There is definitely a difference here.
Just the new Puritanism in a different guise - even making such a calculation implies some moral judgement as to the relative worthiness of undertaking one activity compared to another. Undoubtedly, in the minds of the Guardian, reading the Guardian is worthier than listening to music otherwise they would tell you the supposed environmental cost of newspaper publishing.
Sure. At one time in the past it was important for journalists to tell complete stories. Now there is an ‘invisible’ editorial policy that prevents this. I stopped reading newspapers on a regular basis some years ago.
Interesting! But I suspect the lifecycle analalysis is somewhat lacking and has a lot of guesstimates. LCA is a very complex issue.
But what is great about these topics is the information spread. Most people do not realise the massive amount of energy that for example Google searches takes. Since it’s not “local” energy or “local” pollution it’s much more abstract.
For the streaming services to send the file to you the energy could very well be less if you acquire a CD for music you play 30+ times.

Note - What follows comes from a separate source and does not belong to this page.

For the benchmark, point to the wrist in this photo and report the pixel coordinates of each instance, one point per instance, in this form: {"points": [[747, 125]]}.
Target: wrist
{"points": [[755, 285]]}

A better and more thought out analysis would have considered the fact that both local steaming and streaming services are using computers and networks that are already running but when playing an LP or CD one is using additional energy. On the other hand, when streaming one is just causing a very small increase in the overall energy use.
Plus the article completely ignored the energy use by the person listening to LPs or CDs versus the energy used by a person listening to streamed music:
Energy used to play a CD (similar for LP):
Get up from chair and walk over to CD rack, take CD from, walk with CD over to CD player, open CD case and take out CD, put CD in player, press “play”, walk back over to chair and sit down, listen to music, get up from chair, walk over to CD player, press “eject”, put CD back in case, walk over to CD rack and put back CD. - Wow, I for one am now totally exhausted!
Energy use to listen to streamed music:
Type in the name of music to be played, click on title, listen. Done!
The article isn’t suggesting A is worse than B. It’s saying that A and B both impact the environment. When something is intangible it’s easy to forget this.
However, I do think the article is flawed. Yes, servers and networks consume energy. But each component of a streaming service is simultaneously supporting many subscribers. Buying physical media is costly on the environment with manufacture, distribution networks and ultimately lots of white vans delivering our Amazon Prime orders direct to our door.
That is not necessarily true. And will be even less true as cloud services such as Amazon’s AWS evolve even more. The streaming services and services delivering the data to your device adapts more and more to demand.
So when data is in demand, for example in office hours, more servers and cores etc are running both at the streaming service but also all the way to the end destination. It’s not an insignificant amount of energy spent.